Multi-modal features for real-time detection of human-robot interaction categories

  • Authors:
  • Ian R. Fasel;Masahiro Shiomi;Pilippe-Emmanuel Chadutaud;Takayuki Kanda;Norihiro Hagita;Hiroshi Ishiguro

  • Affiliations:
  • University of Arizona, Tucson, AZ, USA;Applied Telecommunications Research International, Kyoto, Japan;Applied Telecommunications Research International, Kyoto, Japan;Applied Telecommunications Research International, Kyoto, Japan;Applied Telecommunications Research International, Kyoto, Japan;Applied Telecommunications Research International, Kyoto, Japan

  • Venue:
  • Proceedings of the 2009 international conference on Multimodal interfaces
  • Year:
  • 2009

Quantified Score

Hi-index 0.00

Visualization

Abstract

Social interactions unfold over time, at multiple time scales, and can be observed through multiple sensory modalities. In this paper, we propose a machine learning framework for selecting and combining low-level sensory features from different modalities to produce high-level characterizations of human-robot social interactions in real-time.
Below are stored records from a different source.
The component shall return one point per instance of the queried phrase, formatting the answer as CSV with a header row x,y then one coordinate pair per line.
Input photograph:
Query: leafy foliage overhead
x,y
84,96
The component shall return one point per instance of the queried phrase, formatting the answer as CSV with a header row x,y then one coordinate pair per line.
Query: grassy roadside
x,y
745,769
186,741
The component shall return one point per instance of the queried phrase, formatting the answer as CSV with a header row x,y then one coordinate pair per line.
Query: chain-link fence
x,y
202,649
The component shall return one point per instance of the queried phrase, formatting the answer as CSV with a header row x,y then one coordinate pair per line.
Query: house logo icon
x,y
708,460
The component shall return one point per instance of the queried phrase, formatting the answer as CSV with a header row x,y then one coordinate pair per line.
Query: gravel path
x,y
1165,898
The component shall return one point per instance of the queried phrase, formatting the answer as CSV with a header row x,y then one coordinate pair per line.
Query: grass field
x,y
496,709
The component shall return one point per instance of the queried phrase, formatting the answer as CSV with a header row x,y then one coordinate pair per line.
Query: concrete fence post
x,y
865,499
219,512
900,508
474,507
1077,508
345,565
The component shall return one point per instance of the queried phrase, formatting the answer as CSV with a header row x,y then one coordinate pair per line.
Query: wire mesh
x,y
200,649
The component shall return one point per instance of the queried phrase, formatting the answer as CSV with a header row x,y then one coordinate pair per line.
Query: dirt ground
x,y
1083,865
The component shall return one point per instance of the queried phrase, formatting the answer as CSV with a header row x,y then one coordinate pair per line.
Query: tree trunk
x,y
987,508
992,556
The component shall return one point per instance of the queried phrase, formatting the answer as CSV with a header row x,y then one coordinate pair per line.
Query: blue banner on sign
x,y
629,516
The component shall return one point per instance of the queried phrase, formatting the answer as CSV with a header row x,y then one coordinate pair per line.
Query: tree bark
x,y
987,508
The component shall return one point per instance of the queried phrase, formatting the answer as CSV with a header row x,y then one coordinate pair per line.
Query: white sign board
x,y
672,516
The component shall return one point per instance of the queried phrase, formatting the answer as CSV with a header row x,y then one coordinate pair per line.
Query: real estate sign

We introduce a novel set of fast, multi-modal, spatio-temporal features for audio sensors, touch sensors, floor sensors, laser range sensors, and the time-series history of the robot's own behaviors. A subset of these features are automatically selected and combined using GentleBoost, an ensemble machine learning technique, allowing the robot to make an estimate of the current interaction category every 100 milliseconds. This information can then be used either by the robot to make decisions autonomously, or by a remote human-operator who can modify the robot's behavior manually (i.e., semi-autonomous operation). We demonstrate the technique on an information-kiosk robot deployed in a busy train station, focusing on the problem of detecting interaction breakdowns (i.e., failure of the robot to engage in a good interaction). We show that despite the varied and unscripted nature of human-robot interactions in the real-world train-station setting, the robot can achieve highly accurate predictions of interaction breakdowns at the same instant human observers become aware of them.